Monday, August 29, 2016
Ninth Circuit Reinstates Trademark Suit Against Owner of Canada’s ‘Pirate Joe’s’
From Staff and Wire Service Reports
A U.S. court has the authority to hear a trademark lawsuit by grocery chain Trader Joe’s against a man who purchased the company’s products and resold them in Canada at “Pirate Joe’s,” a store designed to mimic a real Trader Joe’s, the Ninth U.S. Circuit Court of Appeals ruled Friday.
The panel overturned a district judge’s decision to dismiss California-based Trader Joe’s Lanham Act claims, saying Senior District Judge Marsha J. Pechman of the Western District of Washington erred in treating the question of the statute’s extraterritorial reach as one of jurisdiction, rather than statutory interpretation.

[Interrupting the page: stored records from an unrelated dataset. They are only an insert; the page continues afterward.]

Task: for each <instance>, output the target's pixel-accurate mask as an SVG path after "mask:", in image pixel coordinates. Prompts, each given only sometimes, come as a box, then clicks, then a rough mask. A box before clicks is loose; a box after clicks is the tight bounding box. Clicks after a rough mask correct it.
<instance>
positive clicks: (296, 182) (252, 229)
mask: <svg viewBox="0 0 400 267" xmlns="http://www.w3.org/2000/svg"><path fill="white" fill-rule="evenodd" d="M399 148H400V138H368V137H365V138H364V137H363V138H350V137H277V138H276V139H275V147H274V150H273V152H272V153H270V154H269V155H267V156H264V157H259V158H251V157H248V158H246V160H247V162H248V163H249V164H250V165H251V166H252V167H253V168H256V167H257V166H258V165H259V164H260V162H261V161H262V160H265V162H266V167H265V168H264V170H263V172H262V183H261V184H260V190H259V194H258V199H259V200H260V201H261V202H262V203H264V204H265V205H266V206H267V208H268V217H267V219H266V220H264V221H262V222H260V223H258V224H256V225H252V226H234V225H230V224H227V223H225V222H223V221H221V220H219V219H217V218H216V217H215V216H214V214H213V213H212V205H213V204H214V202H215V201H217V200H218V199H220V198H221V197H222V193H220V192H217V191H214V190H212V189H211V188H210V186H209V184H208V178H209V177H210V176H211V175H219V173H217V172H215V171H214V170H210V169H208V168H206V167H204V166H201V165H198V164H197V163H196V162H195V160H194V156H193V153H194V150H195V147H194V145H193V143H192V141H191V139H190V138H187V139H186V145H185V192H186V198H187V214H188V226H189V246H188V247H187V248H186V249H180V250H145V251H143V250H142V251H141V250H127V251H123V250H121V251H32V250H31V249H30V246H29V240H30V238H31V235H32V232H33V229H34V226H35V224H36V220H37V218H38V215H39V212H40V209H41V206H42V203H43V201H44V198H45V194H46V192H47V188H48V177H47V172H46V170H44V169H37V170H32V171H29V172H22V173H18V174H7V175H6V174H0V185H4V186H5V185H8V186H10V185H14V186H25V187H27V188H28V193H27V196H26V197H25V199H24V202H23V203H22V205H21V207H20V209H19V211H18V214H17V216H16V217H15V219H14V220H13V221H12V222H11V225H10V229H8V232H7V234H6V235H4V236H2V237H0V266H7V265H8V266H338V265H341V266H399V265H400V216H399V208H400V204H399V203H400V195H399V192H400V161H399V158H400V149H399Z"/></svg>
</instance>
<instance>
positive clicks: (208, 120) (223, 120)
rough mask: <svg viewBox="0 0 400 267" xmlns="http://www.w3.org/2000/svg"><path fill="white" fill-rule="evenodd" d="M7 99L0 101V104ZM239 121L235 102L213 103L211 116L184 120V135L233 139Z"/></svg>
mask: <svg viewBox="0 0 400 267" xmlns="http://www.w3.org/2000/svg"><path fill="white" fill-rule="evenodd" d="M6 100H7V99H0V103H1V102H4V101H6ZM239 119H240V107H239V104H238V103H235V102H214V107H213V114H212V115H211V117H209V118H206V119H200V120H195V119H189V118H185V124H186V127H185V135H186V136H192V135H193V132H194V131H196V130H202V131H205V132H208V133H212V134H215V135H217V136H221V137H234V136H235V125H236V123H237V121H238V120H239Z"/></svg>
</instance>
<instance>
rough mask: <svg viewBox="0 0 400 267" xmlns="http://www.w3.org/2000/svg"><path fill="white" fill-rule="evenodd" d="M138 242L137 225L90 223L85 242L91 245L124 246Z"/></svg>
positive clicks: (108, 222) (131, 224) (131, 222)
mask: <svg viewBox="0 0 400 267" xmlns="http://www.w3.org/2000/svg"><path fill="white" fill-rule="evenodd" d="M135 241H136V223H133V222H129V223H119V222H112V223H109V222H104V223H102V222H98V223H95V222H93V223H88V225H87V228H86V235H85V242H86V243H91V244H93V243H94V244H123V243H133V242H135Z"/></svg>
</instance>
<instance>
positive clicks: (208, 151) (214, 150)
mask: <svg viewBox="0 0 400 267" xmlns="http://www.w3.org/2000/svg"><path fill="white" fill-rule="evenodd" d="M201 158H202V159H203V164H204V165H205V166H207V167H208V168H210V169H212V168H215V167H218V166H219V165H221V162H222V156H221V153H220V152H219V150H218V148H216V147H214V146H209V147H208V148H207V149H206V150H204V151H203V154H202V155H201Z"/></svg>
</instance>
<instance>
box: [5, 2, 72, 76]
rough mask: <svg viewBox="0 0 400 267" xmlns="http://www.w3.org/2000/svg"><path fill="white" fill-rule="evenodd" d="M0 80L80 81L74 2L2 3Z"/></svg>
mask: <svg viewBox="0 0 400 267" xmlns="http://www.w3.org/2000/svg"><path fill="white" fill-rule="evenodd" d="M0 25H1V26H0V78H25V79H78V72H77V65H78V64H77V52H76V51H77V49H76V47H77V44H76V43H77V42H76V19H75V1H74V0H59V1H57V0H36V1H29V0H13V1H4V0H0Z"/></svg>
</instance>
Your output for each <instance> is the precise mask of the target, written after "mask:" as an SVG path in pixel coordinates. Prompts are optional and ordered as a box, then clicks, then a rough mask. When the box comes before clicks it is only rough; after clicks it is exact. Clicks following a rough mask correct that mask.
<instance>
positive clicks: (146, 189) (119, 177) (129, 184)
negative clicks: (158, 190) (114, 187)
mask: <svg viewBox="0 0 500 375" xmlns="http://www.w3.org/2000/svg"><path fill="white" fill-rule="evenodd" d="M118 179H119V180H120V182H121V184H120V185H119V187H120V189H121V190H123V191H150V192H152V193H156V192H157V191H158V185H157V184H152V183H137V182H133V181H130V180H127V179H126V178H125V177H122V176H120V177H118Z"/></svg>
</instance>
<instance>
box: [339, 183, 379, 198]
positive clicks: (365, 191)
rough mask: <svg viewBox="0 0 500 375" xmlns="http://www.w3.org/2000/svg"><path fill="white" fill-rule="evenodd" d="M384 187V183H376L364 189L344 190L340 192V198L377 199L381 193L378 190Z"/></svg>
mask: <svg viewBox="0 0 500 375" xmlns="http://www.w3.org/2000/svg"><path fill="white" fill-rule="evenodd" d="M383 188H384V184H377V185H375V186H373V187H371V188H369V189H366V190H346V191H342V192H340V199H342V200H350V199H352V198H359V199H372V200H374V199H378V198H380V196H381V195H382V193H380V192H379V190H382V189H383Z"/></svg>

This photo of Pirate Joe’s store in Vancouver, B.C., Canada was attached as an exhibit to Friday’s Ninth Circuit opinion.
Judge Morgan Christen, writing for the Ninth Circuit, said defendant Michael Hallatt’s conduct could harm Trader Joe’s reputation, decreasing the value of its American-held trademarks.
“According to Trader Joe’s, Hallatt’s poor quality control practices could impact American commerce if consumers who purchase Trader Joe’s-brand products that have been transported to Canada become ill, and news of such illness travels across the border,” the judge explained. “…Trader Joe’s argues its risk of harm is particularly high because Pirate Joe’s displays Trader Joe’s trademarks, which leads consumers to believe that it is an authorized Trader Joe’s retailer. There is nothing implausible about the concern that Trader Joe’s will suffer a tarnished reputation and resultant monetary harm in the United States from contaminated goods sold in Canada. Incidents of food-born illness regularly make international news, and Trader Joe’s alleges that it is aware of at least one customer who became sick after consuming food sold by Pirate Joe’s.”
Trader Joe’s has also alleged that Hallatt’s store has poor customer service, and that his markups are so high that U.S. customers visiting the store will associate Trader Joe’s with high prices.
Judges Richard Paez and Jay Bybee concurred in the opinion.
Hallatt’s Seattle attorney, Nathan Alexander, said in an email to The Associated Press he and Hallatt disagree with the ruling and are evaluating their options.
Hallatt disputed his store looks like a Trader Joe’s and said he has no intention of backing down.
“We’re here to see it through, and that means doing this for the people who want this stuff,” he said.
Trader Joe’s does not have stores in Canada. The company sued Hallatt in 2013, alleging he drove across the border to a Trader Joe’s store in Washington state, bought the company’s products and resold them at higher prices at his Vancouver store.
A Trader Joe’s store in Bellingham, Wash. stopped selling to Hallatt after he admitted what he was doing with the goods, but he put on disguises to avoid detection, shopped at other stores as far away as California and hired others to shop for him, the company said in its complaint. It estimated Hallatt had spent more than $350,000 on its products.
In court documents responding to the lawsuit, Hallatt said his business was lawful, and he provided a service to Canadians who wanted Trader Joe’s products but didn’t want to go through the trouble of traveling to the U.S. to get them. Hallatt also said he never represented himself as an authorized reseller of Trader Joe’s products or as an affiliate of Trader Joe’s.
The case is Trader Joe’s Company v. Hallatt, 14-35035.